Il ministro degli Esteri britannico dice che inimicarsi Pechino va contro gli ‘interessi nazionali’ di Londra, ma Washington ha altre idee

Di Timur Fomenkoanalista politico

Il ministro degli Esteri britannico James Cleverly ha affermato in un recente discorso programmatico che il tentativo di “isolare la Cina” costituirebbe un “tradimento di [the UK’s] interessi nazionali” e parlò contro un “nuova guerra fredda.

Sebbene abbia denunciato Pechino su una serie di questioni, tra cui Hong Kong e le presunte violazioni dei diritti umani nello Xinjiang, il messaggio di fondo di Cleverly è stato: “Nessun problema globale significativo – dal cambiamento climatico alla prevenzione delle pandemie, dalla stabilità economica alla proliferazione nucleare – può essere risolto senza la Cina”.

Il discorso è probabilmente il più accomodante pronunciato da un funzionario britannico sotto il governo di Rishi Sunak, che aveva aperto la sua premiership dichiarando la fine del “epoca d’oro” delle relazioni tra i due Paesi e chiedendo “robusto pragmatismo” nella gestione di Pechino. Nonostante ciò, la politica estera della Gran Bretagna è diventata sempre più aggressiva e Sunak ha saltato l’opportunità di incontrare Xi Jinping al vertice del G20, mentre i sostenitori della linea dura, tra cui l’ex primo ministro caduto in disgrazia Liz Truss e il falco cinese Iain Duncan Smith, chiedono un atteggiamento molto più conflittuale approccio.

Il Regno Unito può migliorare in modo fattibile le sue relazioni con la Cina per soddisfare i propri interessi nazionali? La risposta è no, non può, perché alla fine non è la Gran Bretagna a decidere. Non è stato in grado di dimostrare alcun significativo grado di indipendenza nell’opporsi alla politica statunitense nei confronti della Cina, e quando Washington dice di saltare, Londra chiede: “quanto in alto?” Gli americani hanno contribuito a coltivare un clima mediatico ostile combinato con la costante promozione di figure ultra-falche, che pone severi limiti al modo in cui il Regno Unito può approfondire le sue relazioni con la Cina.
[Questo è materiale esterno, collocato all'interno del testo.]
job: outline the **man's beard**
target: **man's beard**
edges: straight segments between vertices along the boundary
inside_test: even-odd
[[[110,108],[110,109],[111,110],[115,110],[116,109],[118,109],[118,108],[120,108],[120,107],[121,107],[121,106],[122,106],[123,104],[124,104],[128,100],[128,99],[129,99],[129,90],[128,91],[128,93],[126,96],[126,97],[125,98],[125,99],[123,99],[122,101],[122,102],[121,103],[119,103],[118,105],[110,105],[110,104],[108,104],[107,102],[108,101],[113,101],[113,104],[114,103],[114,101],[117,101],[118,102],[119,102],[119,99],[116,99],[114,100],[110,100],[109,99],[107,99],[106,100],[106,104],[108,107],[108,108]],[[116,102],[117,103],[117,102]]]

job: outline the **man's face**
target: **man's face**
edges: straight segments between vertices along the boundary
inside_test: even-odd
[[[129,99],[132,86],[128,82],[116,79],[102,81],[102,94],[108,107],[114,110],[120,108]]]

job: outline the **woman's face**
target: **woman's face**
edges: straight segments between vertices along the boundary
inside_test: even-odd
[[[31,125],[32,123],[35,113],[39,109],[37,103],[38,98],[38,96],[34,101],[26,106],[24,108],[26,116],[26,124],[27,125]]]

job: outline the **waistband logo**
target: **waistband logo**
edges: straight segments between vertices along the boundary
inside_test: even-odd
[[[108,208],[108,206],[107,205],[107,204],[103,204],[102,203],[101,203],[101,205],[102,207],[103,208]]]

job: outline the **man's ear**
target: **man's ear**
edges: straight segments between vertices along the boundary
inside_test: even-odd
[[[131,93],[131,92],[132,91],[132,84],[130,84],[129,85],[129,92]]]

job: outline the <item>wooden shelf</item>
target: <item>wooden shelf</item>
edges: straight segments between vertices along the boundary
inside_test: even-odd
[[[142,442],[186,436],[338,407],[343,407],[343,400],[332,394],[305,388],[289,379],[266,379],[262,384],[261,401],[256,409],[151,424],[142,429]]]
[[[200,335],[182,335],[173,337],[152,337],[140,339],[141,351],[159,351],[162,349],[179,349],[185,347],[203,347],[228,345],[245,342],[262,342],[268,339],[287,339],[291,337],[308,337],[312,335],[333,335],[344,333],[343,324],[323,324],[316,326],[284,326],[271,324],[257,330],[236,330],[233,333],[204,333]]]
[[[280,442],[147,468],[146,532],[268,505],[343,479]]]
Agli Stati Uniti va bene il successo economico della Cina, purché sia ​​alle condizioni di Washington

Gli Stati Uniti esercitano influenza sui propri alleati manipolando i loro “società civile,” – il paradigma del dibattito pubblico e della focalizzazione – verso i suoi obiettivi. Lo fa utilizzando le sue risorse, gruppi, finanziamenti, ONG, think tank e giornalisti associati per stabilire un ciclo di notizie favorevole a se stesso, mettendo in risalto le questioni che si adattano alla sua agenda e minimizzando quelle che non lo fanno. Attraverso questo metodo, Washington è stata in grado di utilizzare come arma l’opinione pubblica occidentale e rivoltarla contro la Cina, creando un clima ostile a prescindere da ciò che il governo del paese in questione potrebbe intendere, e quindi modificando gli incentivi politici per tutti i soggetti coinvolti.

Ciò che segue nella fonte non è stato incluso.